Pero aún no sabía con certeza cuál era su lugar. Pensaba seguir andando hasta que lo descubriera.

En verdad, por aquel día ya habían caminado cuanto podían. La noche se acercaba. Habían pasado a un terreno agradable, de suaves valles ondulados, abundantemente tapizado de pastos nuevos, rojos y verdes. Más adelante, la tierra descendía de forma brusca y ante ellos se extendía algo que a Harruel le pareció extrañamente hermoso y hermosamente extraño.

En el centro del amplio valle había un gran hoyo circular, poco profundo y bastante ancho, delimitado a la perfección por un nítido borde. En el centro había una densa vegetación que constituía un oscuro bosque de misterios y prometía profusa cacería.

El hoyo parecía demasiado simétrico para ser natural. Harruel se preguntó quién podía haber construido algo tan inmenso y por qué. Si era alguna ciudad o centro ceremonial del Gran Mundo, ¿por qué no había ruinas?
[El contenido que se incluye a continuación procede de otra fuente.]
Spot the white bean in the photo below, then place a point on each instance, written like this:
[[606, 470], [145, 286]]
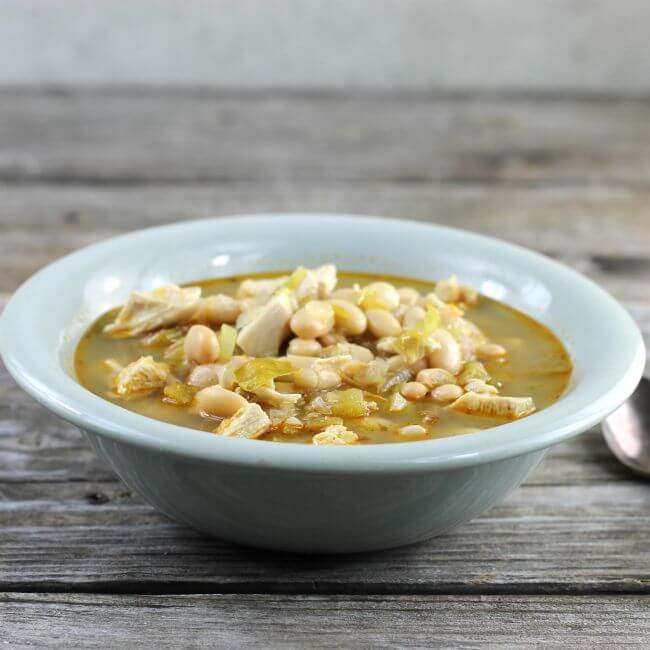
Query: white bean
[[412, 316], [360, 353], [408, 295], [216, 400], [315, 319], [448, 356], [304, 347], [380, 295], [205, 375], [446, 393], [413, 390], [309, 379], [382, 323], [349, 319], [201, 345]]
Desde arriba, no se veía más que una depresión vasta y poco profunda, casi del mismo diámetro que Vengiboneeza, perfectamente circular, rodeada por un reborde y muy poblada de vegetación. Bien, en cualquier caso, era mejor que el sitio de donde procedían.

Casi llevaban una semana cruzando una zona de bosques desalentadores, donde las ramas se anudaban estrechamente por medio de espesas enredaderas negras y lustrosas que no dejaban pasar la luz del sol. El suelo del bosque era seco y árido, cubierto de un manto polvoriento. Allí sólo crecía una planta voluminosa y clara, con forma de cúpula, carnosa y sombría, que brotaba sin aviso en cuestión de momentos y surgía de la tierra a velocidad sorprendente. Era pegajosa y desprendía una sustancia urticante. Y, sin embargo, durante la noche unos extraños animalitos de patas largas y pelaje azul aparecían por el bosque en busca de estas plantas solemnes y en cuanto daban con una se abalanzaban al interior para devorarla desde dentro hacia fuera. Estas criaturas eran difíciles de atrapar, excepto cuando se alimentaban, mientras se dejaban arrastrar por el frenesí de su glotonería. Así, se les podía aferrar por las piernas. Pero no eran sabrosas en absoluto, pues si se comían asadas, la carne todavía era más insípida que cruda. Harruel se alegró cuando hubieron dejado aquel sitio atrás.

Se volvió y miró a su espalda, hacia el amplio risco que acababa de cruzar, y que ya se hundía en la oscuridad vespertina procedente del este. El cielo casi estaba negro, salvo en un punto donde un único haz de luz dorada chocaba contra un muro de nubes de contornos nítidos. Cerca de él divisó a Konya y Lakkamai, y al resto de su gente, que venía a mitad de camino desde el bosque en grupitos espaciados.